Drop the games
During the 2008 presidential campaign, Barack Obama claimed that his opponent, John McCain, was a George Bush clone.
“John McCain has voted with George Bush 90 percent of the time,” Obama said. “McCain likes to talk about judgment, but really, what does it say about your judgment when you think George Bush has been right more than 90 percent of the time?”
The technique isn’t very subtle. Obama wanted to identify his opponent with the massively unpopular Bush. That made the technique clever, but not honorable.
McCain had been trashed by Bush’s people in the 2000 campaign, and McCain had been one of the most consistent Republican critics of some of Bush’s policies over the years. In addition, McCain had provided important support to Bill Clinton during his presidency.
Obama’s use of this technique harkened back to the McCarthy era of the 1950s, when Republicans claimed that Democrats voted with a very leftist (Republicans called him a communist) New York City member of Congress much of the time.
It has a surface logic but doesn’t allow for the nuances of governing and cannot withstand examination, which is why it’s intellectually dishonest. Most votes, for instance, are pretty routine and draw the support of most Democrats and Republicans. Obama’s running mate, Joe Biden, for instance, also voted with Bush most of the time.
That brings us to Rory Reid, the knowledgable and capable Democratic nominee for governor of Nevada.

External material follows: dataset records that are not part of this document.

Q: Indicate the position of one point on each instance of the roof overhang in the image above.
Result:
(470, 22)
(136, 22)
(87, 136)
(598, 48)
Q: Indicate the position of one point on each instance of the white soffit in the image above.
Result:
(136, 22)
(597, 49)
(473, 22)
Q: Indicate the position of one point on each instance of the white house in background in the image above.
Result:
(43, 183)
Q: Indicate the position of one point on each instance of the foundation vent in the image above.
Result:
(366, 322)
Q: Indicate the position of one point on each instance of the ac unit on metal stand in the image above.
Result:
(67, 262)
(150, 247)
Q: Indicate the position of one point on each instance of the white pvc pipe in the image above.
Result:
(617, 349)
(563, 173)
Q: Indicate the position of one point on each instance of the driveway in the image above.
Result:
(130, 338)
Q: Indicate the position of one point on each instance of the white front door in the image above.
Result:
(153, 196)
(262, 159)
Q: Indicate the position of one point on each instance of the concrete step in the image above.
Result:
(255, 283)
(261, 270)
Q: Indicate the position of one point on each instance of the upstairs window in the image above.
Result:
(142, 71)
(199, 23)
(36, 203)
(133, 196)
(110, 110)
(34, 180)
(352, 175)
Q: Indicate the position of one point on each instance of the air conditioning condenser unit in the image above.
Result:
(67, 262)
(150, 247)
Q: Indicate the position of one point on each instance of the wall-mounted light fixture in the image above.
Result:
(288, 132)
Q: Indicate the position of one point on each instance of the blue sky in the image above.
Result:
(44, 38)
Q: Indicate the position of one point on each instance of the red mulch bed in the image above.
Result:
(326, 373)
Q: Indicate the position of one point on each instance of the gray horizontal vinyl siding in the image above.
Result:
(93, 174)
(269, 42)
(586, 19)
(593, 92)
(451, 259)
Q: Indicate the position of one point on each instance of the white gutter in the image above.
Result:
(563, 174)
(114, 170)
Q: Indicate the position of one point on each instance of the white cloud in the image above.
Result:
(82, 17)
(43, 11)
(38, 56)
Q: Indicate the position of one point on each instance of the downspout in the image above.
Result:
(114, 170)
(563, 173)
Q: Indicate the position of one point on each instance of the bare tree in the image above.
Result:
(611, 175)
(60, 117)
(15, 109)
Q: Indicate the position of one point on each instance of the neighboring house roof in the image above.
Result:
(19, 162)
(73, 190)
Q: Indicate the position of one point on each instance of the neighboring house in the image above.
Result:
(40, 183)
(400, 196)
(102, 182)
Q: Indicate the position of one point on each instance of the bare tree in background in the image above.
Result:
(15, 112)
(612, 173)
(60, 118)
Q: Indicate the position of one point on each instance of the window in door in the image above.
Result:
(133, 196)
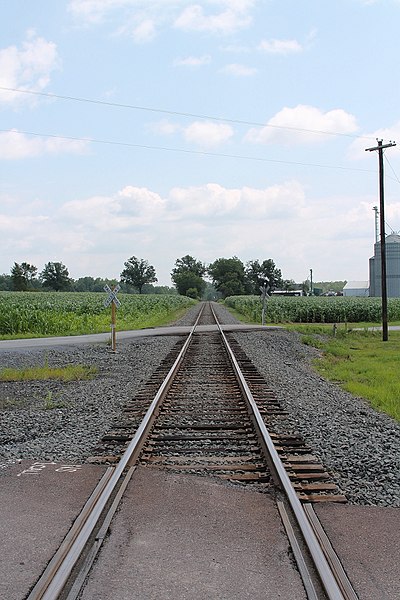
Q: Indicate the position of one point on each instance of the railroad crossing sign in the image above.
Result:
(112, 296)
(115, 303)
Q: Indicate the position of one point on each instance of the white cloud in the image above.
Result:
(357, 148)
(94, 11)
(145, 31)
(239, 70)
(208, 134)
(213, 201)
(95, 235)
(29, 66)
(280, 46)
(235, 15)
(193, 61)
(164, 127)
(15, 145)
(301, 124)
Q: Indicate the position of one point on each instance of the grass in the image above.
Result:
(355, 357)
(45, 373)
(362, 364)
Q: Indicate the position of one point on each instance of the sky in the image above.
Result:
(214, 128)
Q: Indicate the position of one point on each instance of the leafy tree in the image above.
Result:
(188, 276)
(23, 275)
(256, 273)
(5, 283)
(228, 276)
(55, 275)
(137, 272)
(188, 280)
(148, 288)
(91, 284)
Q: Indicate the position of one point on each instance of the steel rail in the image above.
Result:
(50, 585)
(322, 566)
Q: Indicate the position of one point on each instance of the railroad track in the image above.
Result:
(209, 417)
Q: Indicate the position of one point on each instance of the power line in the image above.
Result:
(181, 114)
(183, 150)
(394, 172)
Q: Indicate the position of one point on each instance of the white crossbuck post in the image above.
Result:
(115, 303)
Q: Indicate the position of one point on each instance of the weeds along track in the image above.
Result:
(204, 414)
(204, 424)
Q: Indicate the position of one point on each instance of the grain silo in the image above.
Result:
(392, 268)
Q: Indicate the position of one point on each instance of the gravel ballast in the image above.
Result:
(62, 422)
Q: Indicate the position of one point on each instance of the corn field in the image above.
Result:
(308, 309)
(74, 313)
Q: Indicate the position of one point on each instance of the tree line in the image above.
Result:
(224, 277)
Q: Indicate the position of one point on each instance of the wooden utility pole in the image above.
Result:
(380, 147)
(115, 303)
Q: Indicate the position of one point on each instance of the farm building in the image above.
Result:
(356, 288)
(392, 268)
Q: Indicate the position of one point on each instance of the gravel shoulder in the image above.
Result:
(53, 421)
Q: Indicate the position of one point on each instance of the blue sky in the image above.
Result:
(216, 128)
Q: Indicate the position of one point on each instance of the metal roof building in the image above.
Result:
(392, 268)
(356, 288)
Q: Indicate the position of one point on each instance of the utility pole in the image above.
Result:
(380, 147)
(375, 209)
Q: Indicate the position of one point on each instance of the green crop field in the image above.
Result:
(35, 314)
(308, 309)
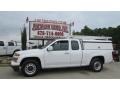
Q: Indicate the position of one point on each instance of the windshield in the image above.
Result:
(47, 43)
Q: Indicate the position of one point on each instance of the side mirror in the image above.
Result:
(50, 48)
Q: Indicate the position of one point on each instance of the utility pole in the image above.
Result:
(70, 25)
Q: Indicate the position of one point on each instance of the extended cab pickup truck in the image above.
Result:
(9, 48)
(64, 53)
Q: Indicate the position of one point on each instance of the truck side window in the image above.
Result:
(1, 43)
(60, 45)
(10, 44)
(74, 45)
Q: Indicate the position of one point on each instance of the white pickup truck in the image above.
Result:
(9, 48)
(64, 53)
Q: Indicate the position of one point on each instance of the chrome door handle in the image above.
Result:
(66, 52)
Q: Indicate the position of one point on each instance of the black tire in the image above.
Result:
(28, 70)
(96, 65)
(15, 52)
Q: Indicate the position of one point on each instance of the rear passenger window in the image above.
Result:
(74, 45)
(60, 45)
(1, 43)
(10, 44)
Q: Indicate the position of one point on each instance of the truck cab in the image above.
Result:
(8, 48)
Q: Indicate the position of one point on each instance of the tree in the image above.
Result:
(24, 39)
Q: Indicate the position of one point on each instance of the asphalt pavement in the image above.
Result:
(110, 71)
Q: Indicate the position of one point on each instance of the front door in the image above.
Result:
(59, 56)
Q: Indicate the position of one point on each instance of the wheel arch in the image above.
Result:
(100, 57)
(32, 58)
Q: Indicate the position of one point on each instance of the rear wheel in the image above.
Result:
(96, 65)
(30, 68)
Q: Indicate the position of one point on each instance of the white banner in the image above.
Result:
(47, 29)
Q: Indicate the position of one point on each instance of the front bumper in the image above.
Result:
(15, 68)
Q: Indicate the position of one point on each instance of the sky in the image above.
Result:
(11, 22)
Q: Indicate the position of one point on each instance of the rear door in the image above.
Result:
(59, 56)
(75, 53)
(2, 48)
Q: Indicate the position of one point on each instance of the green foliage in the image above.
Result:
(24, 39)
(110, 31)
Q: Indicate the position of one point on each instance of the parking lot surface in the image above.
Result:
(110, 71)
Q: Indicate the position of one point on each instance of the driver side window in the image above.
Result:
(60, 45)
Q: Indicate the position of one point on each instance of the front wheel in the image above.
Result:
(96, 65)
(30, 68)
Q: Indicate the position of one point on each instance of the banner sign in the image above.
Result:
(47, 29)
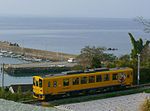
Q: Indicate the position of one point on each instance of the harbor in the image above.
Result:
(31, 69)
(8, 49)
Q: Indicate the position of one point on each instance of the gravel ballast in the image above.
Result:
(123, 103)
(6, 105)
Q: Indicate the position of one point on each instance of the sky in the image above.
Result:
(76, 8)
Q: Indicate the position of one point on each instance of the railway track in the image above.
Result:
(66, 99)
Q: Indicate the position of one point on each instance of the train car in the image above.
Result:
(72, 82)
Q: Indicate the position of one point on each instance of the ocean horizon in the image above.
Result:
(70, 35)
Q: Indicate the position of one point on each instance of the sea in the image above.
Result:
(67, 35)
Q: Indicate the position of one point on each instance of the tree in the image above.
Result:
(138, 46)
(145, 57)
(146, 24)
(91, 57)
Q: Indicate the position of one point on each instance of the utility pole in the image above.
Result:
(138, 70)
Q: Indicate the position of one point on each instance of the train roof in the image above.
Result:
(85, 71)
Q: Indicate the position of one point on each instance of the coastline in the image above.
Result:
(34, 53)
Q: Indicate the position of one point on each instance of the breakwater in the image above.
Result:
(32, 69)
(34, 53)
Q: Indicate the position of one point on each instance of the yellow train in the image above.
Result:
(81, 81)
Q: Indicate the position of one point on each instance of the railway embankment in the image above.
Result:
(34, 53)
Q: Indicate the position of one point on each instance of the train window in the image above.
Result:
(49, 84)
(114, 77)
(91, 79)
(106, 77)
(98, 78)
(83, 80)
(66, 82)
(37, 84)
(55, 84)
(75, 81)
(40, 83)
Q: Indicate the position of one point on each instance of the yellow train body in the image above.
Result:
(83, 81)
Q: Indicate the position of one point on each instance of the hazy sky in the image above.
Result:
(76, 8)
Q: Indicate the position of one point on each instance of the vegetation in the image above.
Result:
(19, 96)
(146, 105)
(138, 46)
(146, 24)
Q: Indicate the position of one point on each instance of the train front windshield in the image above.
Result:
(37, 83)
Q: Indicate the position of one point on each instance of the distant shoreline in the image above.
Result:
(34, 53)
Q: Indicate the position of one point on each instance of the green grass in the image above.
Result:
(146, 105)
(19, 96)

Reid’s television commercials mention Jim Gibbons and Brian Sandoval in the same breath. Sandoval is the Republican candidate for governor, Gibbons the enormously unpopular lame duck Republican governor. The spot says, in part, “Worst dropout rate, overcrowded classes, thanks to Jim Gibbons and Brian Sandoval cutting education and neglecting our schools.”
That’s untrue. Sandoval was never in a position to cut education funding. He has most recently been a federal judge. Before that he was attorney general. Before that he was a gambling regulator. Exactly when did he have a hand in “cutting education”?
At an appearance in Incline Village two weeks ago, Reid said of Sandoval, “He’s Jim Gibbons in a more expensive suit. If Nevadans want another term of Jim Gibbons, vote for Brian Sandoval.”
What has this got to do with the price of eggs? If Reid wants to find fault with Sandoval’s education program, he should do that. Instead, he tells voters that the two men have jointly damaged state schools, which is false.
And if being similar to Gibbons is such an indictable offense, why has Reid imitated the governor’s no-new-taxes stance? If Sandoval’s education program is so bad, why are Reid’s supporters saying (in our July 15 letters section, among other places) that it’s similar to Reid’s own schools program? And if it is so terrible, why isn’t Reid telling voters what’s wrong with it instead of just trying to link its author to the governor?
As a tactic, Reid’s effort to get the names of Jim Gibbons and Brian Sandoval into the same sentences over and over is not fair, it’s not accurate, and it’s not intellectually honest. It also prevents the public from knowing Reid’s own admirable programs. He needs to get the discussion onto issues instead of tactics. At the moment, the voters have no idea what the differences between him and Sandoval really are.